Everyone on board is safe following a harrowing ordeal when their boat sank eight miles off the coast of Alabama.
A group of families from Minden went to Fort Morgan, Alabama, not far from Gulf Shores, for vacation last week, and four men went out to sea to experience some deep-sea fishing.
Hugh Wood, one of the four men aboard, says they’d been fishing for a while when they noticed something wrong.
“This was my first trip deep-sea fishing and (the boat owner) was going to show us the ropes on how to do it,” Wood said. “We go about what we thought was about six miles off the coast, and after about an hour or so of fishing, we figure out the boat is taking on water.”
At that time, Wood and the others on the boat began taking measures to get the water out of the boat, turning on the bilge pumps. Wood says they thought the measures were taking hold until about 15 minutes later, the boat owner noticed more water underneath in the cabin.
“That’s when we abandoned ship,” he said. “Luckily, we were tied to an oil rig that had a platform that we could jump to. It had tow ropes that we could grab and pull ourselves to the rig.”
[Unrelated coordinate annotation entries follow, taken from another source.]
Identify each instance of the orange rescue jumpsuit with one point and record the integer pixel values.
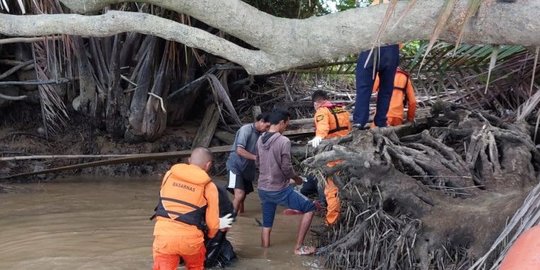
(525, 252)
(332, 121)
(184, 189)
(403, 93)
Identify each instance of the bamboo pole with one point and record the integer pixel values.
(126, 159)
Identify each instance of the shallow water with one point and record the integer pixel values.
(96, 223)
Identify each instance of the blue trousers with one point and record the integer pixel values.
(384, 61)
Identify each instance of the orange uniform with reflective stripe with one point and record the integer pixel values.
(184, 186)
(403, 93)
(525, 252)
(332, 121)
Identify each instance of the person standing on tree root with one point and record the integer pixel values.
(188, 206)
(383, 61)
(275, 173)
(331, 121)
(241, 161)
(403, 94)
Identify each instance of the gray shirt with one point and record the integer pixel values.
(274, 160)
(246, 137)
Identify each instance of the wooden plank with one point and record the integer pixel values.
(300, 131)
(256, 110)
(207, 128)
(126, 159)
(224, 136)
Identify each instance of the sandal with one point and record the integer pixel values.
(305, 250)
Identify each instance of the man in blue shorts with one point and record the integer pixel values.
(275, 172)
(241, 161)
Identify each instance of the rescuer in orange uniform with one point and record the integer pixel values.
(331, 121)
(524, 253)
(188, 206)
(402, 94)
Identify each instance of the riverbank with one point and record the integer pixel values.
(102, 223)
(21, 134)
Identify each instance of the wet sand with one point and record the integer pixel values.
(96, 223)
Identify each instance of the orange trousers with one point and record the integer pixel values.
(525, 252)
(394, 121)
(167, 251)
(333, 205)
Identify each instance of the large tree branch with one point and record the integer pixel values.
(286, 43)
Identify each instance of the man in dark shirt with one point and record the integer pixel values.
(241, 161)
(275, 173)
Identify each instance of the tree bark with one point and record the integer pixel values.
(460, 187)
(286, 43)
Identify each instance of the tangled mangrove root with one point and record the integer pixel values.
(434, 199)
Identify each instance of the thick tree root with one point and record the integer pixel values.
(432, 200)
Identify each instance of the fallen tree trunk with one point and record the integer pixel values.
(299, 42)
(457, 181)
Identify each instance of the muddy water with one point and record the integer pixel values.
(103, 224)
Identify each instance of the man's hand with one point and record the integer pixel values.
(225, 222)
(315, 141)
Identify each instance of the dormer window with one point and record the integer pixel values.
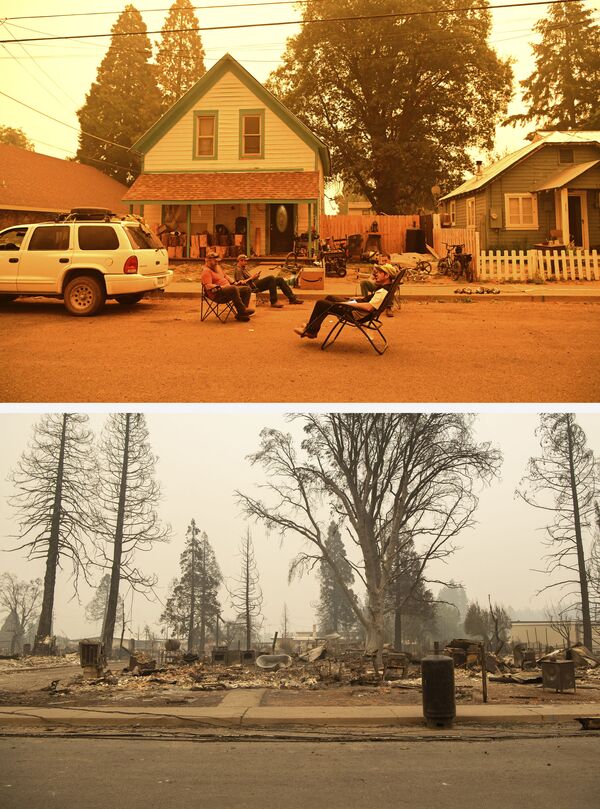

Fortunately, a boater close by radioed the U.S. Coast Guard for help as their radio was under water.
“Within about 15 minutes of us getting on the rig, the boat capsized,” Wood said. “We were pretty lucky.”
They were able to unload most of their belongings on the boat before it capsized, and within about 15 minutes, the Coast Guard had come to their rescue.
“They ended up taking us back, and the tow (company) came back and got the boat,” Bo Branch, also a passenger, said. “They pumped it up and got the water out and pulled it back in.”
From start to finish, Branch says it took about an hour for the boat to sink.
The two praised the Coast Guard for their quick response and professional manner.
“They were doing a training exercise in the Gulf already, so they were pretty close, so it just worked out to our advantage,” Wood said. “They told us we were eight miles out instead of six, and this was the only oil platform around that we were able to get on. All the rest of them were about 20 feet (above sea level) and they have to release a ladder down. So somebody would have to be up there to release the ladder down to you.”
Both men say it was a scary moment, but felt fortunate that things happened the way they did.
“We were pretty nervous out there,” Wood said. “We really didn’t know what was going to happen. We felt pretty comfortable once we knew the Coast Guard was coming and they were all professional.”
The important thing, they both say, is that all four men aboard made it back to shore safely and no one was injured.
Wood and Branch both say the boat was towed back to shore and even now, the reason the boat took on water is unknown. Wood says the boat owner is getting the boat checked out this week.
“We really don’t know why it took on water,” Branch said. “It all happened so fast. We were able to get off, and we were actually tied to the rig when it was sinking so we knew we could get off. We all just kind of sat on the rig and hung out until (the Coast Guard) got there.”